Letzten Donnerstag wurde ein Stück Stadtgeschichte geschrieben, als Gunter Demnig im Beisein eines Zeitzeugen die Namen ehemaliger jüdischer Mitbürger in der Hauptstraße verewigte.
Angefangen hatte das Schülerprojekt bereits vor über fünf Jahren, als die Geschäftsführerinnen des Kaufhauses Ernst Ganz GmbH in Bensheim, Katjuscha Maschik und Tatjana Steinbrenner, die Geschichtswerkstatt mit der Aufarbeitung ihrer Firmengeschichte betrauten, in der bislang ein großes Kapitel unerzählt geblieben war: Die jüdische Vorgeschichte des Kaufhauses, die bereits 1899 in der heutigen Hauptstraße 5 in Bensheim begonnen hatte und mit den beiden letzten jüdischen Vorbesitzerinnen des Kaufhauses, der Witwe Sophie Jacoby und ihrer Nichte Else Schwabacher, endete.
Unter dem Druck der NS-Verfolgungsmaßnahmen sahen sich die beiden Frauen gezwungen, das zuvor florierende Kaufhaus im Jahre 1936 an die Karlsruher Kaufleute Ernst Ganz und Karl Birkenmeier zu verkaufen, um ihre Flucht aus Deutschland finanzieren zu können. Bereits seit 1935 sammelte sich Elses Familie, die eigentlich aus Memmingen stammte, nach und nach in Bensheim in der Hauptstraße 56, um von hier aus ihre Flucht nach Frankreich und weiter in die USA bzw. nach Palästina und Südafrika vorzubereiten.
Die unterschiedlichen Fluchtwege und das weitere Schicksal der einzelnen Familienangehörigen wurden von der Geschichtswerkstatt detailliert rekonstruiert und ist in dem soeben erschienenen Buch „Gegründet 1936? Die Geschichte des Kaufhauses Ganz in Bensheim und seine jüdische Vorgeschichte“ nachzulesen.

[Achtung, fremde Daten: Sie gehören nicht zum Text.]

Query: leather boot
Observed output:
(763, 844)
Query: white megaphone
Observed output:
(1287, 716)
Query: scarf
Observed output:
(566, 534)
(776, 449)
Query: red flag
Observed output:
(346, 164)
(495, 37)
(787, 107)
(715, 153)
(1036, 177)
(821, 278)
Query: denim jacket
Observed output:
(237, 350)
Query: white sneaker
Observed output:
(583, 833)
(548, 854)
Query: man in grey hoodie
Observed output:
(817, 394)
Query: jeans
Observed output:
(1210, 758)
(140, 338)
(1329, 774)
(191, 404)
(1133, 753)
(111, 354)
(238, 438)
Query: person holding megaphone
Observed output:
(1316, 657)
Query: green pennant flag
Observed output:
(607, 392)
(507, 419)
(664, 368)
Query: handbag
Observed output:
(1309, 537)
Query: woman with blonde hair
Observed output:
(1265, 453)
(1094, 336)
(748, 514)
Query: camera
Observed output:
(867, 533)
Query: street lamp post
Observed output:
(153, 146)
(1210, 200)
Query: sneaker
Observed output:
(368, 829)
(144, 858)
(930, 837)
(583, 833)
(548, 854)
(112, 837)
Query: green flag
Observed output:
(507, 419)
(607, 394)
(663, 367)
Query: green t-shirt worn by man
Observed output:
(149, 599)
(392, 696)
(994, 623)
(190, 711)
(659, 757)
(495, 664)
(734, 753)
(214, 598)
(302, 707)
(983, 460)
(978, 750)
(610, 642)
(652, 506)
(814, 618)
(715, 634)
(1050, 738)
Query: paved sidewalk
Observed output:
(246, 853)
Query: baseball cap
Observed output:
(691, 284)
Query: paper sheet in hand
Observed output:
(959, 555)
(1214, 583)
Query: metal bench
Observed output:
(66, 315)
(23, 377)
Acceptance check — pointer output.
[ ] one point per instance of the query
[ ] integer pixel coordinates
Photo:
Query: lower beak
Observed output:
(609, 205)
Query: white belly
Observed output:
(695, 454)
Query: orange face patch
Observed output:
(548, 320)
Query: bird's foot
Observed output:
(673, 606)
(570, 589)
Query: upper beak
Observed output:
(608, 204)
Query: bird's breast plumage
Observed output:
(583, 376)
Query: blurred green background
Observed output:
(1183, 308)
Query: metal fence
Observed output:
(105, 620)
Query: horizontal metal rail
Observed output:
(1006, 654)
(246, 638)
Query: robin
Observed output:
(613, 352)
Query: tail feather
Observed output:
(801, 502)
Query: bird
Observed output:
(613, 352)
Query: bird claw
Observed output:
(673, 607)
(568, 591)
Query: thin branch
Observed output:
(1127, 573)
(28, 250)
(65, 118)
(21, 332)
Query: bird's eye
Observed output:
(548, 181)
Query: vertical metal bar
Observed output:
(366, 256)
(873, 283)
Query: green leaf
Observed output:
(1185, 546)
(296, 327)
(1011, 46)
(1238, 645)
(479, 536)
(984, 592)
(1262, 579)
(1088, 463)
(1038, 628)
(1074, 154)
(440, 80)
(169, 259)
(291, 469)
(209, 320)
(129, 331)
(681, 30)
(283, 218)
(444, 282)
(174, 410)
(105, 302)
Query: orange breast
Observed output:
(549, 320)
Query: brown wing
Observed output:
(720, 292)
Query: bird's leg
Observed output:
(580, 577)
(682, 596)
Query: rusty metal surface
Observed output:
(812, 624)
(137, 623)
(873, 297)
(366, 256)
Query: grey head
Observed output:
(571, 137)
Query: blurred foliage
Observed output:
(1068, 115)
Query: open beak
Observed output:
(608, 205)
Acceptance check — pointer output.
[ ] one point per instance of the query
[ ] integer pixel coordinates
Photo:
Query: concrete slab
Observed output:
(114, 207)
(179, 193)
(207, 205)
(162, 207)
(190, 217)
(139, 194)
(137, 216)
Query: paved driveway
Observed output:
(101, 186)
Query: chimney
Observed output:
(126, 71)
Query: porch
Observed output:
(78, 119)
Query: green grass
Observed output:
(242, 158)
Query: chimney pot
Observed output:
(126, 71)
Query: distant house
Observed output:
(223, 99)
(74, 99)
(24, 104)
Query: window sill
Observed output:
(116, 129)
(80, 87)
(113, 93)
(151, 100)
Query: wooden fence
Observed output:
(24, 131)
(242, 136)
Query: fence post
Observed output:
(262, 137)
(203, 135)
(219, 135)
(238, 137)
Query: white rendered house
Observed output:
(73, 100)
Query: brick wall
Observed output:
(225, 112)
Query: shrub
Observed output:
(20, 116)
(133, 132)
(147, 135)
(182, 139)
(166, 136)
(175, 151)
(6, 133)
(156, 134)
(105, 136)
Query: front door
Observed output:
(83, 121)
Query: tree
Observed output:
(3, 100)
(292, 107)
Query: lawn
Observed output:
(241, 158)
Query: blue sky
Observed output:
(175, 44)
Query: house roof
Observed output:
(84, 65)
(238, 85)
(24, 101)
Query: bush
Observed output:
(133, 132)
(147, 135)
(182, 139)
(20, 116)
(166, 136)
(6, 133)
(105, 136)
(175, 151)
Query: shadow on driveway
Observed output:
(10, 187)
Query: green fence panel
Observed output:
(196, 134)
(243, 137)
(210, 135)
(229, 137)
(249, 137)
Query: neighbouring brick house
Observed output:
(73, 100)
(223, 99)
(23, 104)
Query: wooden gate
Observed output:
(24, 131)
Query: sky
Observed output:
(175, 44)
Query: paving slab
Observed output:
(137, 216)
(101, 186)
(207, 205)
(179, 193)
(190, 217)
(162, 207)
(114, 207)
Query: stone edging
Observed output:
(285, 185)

Auf Grundlage dieser Recherchen trat die Geschichtswerkstatt an die Stadt Bensheim heran und schlug im Einvernehmen mit den heutigen Kaufhausbesitzerinnen die Verlegung von Stolpersteinen für alle neun Familienmitglieder am Eingang des Kaufhauses Ganz vor. Frau Bürgermeisterin Klein zögerte nicht lange und stellte sich als Schirmherrin dieses Vorhabens zur Verfügung, das nun in der vergangenen Woche nach einjähriger Vorarbeit realisiert werden konnte. Das Rahmenprogramm der Feier wurde von Ethik- und Religionskursen des Jahrgangs 9 gestaltet. In Gegenwart zahlreicher Schülerinnen und Schüler sowie Ehrengäste – darunter der Sohn der letzten Besitzerin Else Schwabacher, Howard Wolff, mit Gattin Susan Wolff, die eigens für diese Veranstaltung aus den USA angereist waren – fanden die ehemaligen jüdischen Mitbürger zumindest symbolisch wieder Aufnahme in ihrer alten Heimat.